Partijen hebben nadere stukken ingezonden.

Het onderzoek ter zitting heeft plaatsgevonden op 23 mei 2018. Het Uwv heeft zich laten vertegenwoordigen door M.M.J.E. Budel, mr. J. Visch en drs. H.A.M. Eekhoudt. Voor betrokkene is Wonnink verschenen.

Het onderzoek is heropend na de zitting en partijen hebben geantwoord op een vraag van de Raad.
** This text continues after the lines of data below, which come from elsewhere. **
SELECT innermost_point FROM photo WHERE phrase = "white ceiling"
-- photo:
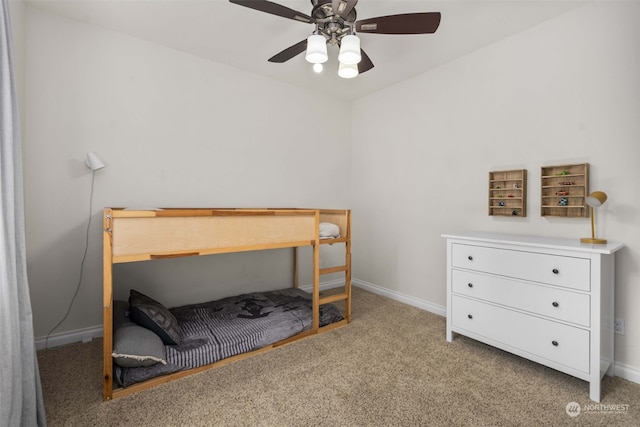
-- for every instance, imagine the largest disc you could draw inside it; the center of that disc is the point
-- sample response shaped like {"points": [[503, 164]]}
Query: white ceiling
{"points": [[245, 38]]}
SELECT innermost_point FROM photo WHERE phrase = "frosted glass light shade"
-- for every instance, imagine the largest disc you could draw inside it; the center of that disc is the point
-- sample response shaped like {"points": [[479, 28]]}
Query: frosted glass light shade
{"points": [[316, 49], [348, 71], [349, 50]]}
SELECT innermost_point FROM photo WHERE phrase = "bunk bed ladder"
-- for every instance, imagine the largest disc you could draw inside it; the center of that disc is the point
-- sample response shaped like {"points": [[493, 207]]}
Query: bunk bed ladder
{"points": [[345, 295]]}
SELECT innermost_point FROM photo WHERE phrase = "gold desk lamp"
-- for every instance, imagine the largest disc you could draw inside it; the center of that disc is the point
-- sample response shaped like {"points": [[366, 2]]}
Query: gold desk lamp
{"points": [[595, 199]]}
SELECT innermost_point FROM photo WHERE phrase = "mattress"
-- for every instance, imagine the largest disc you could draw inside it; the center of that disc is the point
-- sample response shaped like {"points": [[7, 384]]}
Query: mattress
{"points": [[219, 329]]}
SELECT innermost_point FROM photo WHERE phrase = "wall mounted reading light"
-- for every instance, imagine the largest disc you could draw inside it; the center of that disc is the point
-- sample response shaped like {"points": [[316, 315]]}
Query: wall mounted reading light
{"points": [[93, 162], [594, 200]]}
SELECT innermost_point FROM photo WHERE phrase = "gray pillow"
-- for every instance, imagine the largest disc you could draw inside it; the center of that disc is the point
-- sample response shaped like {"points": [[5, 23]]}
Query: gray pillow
{"points": [[151, 314], [135, 346]]}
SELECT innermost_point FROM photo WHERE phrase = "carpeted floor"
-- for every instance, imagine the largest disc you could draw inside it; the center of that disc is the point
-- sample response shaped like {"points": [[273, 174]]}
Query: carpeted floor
{"points": [[390, 367]]}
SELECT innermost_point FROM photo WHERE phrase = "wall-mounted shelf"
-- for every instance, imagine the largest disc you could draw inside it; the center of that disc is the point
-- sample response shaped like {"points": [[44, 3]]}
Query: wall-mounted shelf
{"points": [[508, 193], [563, 189]]}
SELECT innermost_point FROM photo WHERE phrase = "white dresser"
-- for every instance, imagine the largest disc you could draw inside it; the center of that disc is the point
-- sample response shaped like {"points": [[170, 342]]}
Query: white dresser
{"points": [[549, 300]]}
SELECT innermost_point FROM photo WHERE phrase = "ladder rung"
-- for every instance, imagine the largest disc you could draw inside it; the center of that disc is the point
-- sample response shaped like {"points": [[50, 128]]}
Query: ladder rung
{"points": [[333, 298], [333, 269]]}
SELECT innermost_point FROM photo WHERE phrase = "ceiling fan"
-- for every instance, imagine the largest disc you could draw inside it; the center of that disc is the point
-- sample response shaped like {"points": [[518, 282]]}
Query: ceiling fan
{"points": [[336, 25]]}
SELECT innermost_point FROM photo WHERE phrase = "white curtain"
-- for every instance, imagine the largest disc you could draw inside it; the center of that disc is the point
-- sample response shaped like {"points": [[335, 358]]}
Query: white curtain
{"points": [[21, 401]]}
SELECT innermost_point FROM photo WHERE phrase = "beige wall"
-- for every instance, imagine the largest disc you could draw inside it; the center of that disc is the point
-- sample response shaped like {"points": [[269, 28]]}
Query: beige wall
{"points": [[565, 91]]}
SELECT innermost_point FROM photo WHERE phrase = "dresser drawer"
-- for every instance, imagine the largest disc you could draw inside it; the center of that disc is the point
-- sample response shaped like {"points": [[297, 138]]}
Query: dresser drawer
{"points": [[556, 303], [562, 344], [570, 272]]}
Met toepassing van artikel 8:57 van de Algemene wet bestuursrecht is een nader onderzoek ter zitting achterwege gebleven, waarna het onderzoek is gesloten.

OVERWEGINGEN

1.1.

Betrokkene is onderdeel van de holding [naam holding], waarvan ook [naam B.V. 2] onderdeel uitmaakt. Betrokkene is eigenrisicodrager als bedoeld in artikel 1, aanhef en onder h, van de Ziektewet (ZW).

1.2.

Van 1 januari 2014 tot en met 31 december 2014 is [naam werkneemster] (werkneemster) op basis van een arbeidsovereenkomst voor bepaalde tijd voor zes uur per week in dienst geweest van betrokkene als huishoudelijke thuiszorghulp. Werkneemster is daarnaast vanaf 2008 in een vast dienstverband voor twintig uur per week in dienst van [naam stichting] ([naam stichting]) werkzaam geweest als huishoudelijke hulp.

1.3.

Werkneemster heeft zich op 14 oktober 2014 zowel bij betrokkene als bij [naam stichting] ziek gemeld. In verband met het eindigen van de loondoorbetalingsverplichting van betrokkene met ingang van 1 januari 2015 heeft het Uwv werkneemster in aanmerking gebracht voor een uitkering op grond van de ZW.

1.4.

Vanaf april 2015 heeft werkneemster in aangepaste werkzaamheden bij [naam stichting] hervat. Zij heeft haar werkuren per week stapsgewijs uitgebreid totdat zij in oktober 2015 weer de overeengekomen urenomvang per week had bereikt.

1.5.

In het kader van een zogenoemde Eerstejaars ZW-beoordeling (EZWb) heeft een verzekeringsarts van het Uwv werkneemster onderzocht op haar spreekuur van 1 oktober 2015. De beperkingen van werkneemster voor het verrichten van arbeid zijn vastgelegd in een Functionele Mogelijkhedenlijst (FML) van 1 oktober 2015. Voor werktijden geldt onder meer een beperking tot gemiddeld ongeveer vier uur per dag en gemiddeld ongeveer twintig uur per week. Een arbeidsdeskundige van het Uwv heeft in een rapport van 7 oktober 2015 geconcludeerd dat werkneemster op 13 oktober 2015 niet in staat kan worden geacht om meer dan 65% van het maatmanloon te verdienen. Daarbij is ervan uitgegaan dat voor werkneemster in verband met de urenbeperking en de werkhervatting bij [naam stichting] geen functies zijn te selecteren. Bij besluit van 13 oktober 2015 heeft het Uwv bepaald dat de ZW‑uitkering van werkneemster niet wijzigt. Het Uwv heeft betrokkene een kopie van dit besluit toegezonden.

1.6.

[naam holding] heeft bezwaar gemaakt tegen het besluit van 13 oktober 2015. Volgens haar heeft het Uwv de beoordeling van het verdienvermogen ten onrechte beperkt tot de urenomvang bij betrokkene. Bij besluit van 28 december 2015 (bestreden besluit) heeft het Uwv dit bezwaar ongegrond verklaard. Aan het bestreden besluit ligt een rapport van een arbeidsdeskundige bezwaar en beroep van 21 december 2015 ten grondslag. In dit rapport is als zogenoemde maatman gehanteerd de huishoudelijk hulp voor zes uur per week bij betrokkene. Het Uwv is ervan uitgegaan dat het bezwaarschrift werd ingediend namens [naam B.V. 2] en heeft het bestreden besluit aan haar toegezonden.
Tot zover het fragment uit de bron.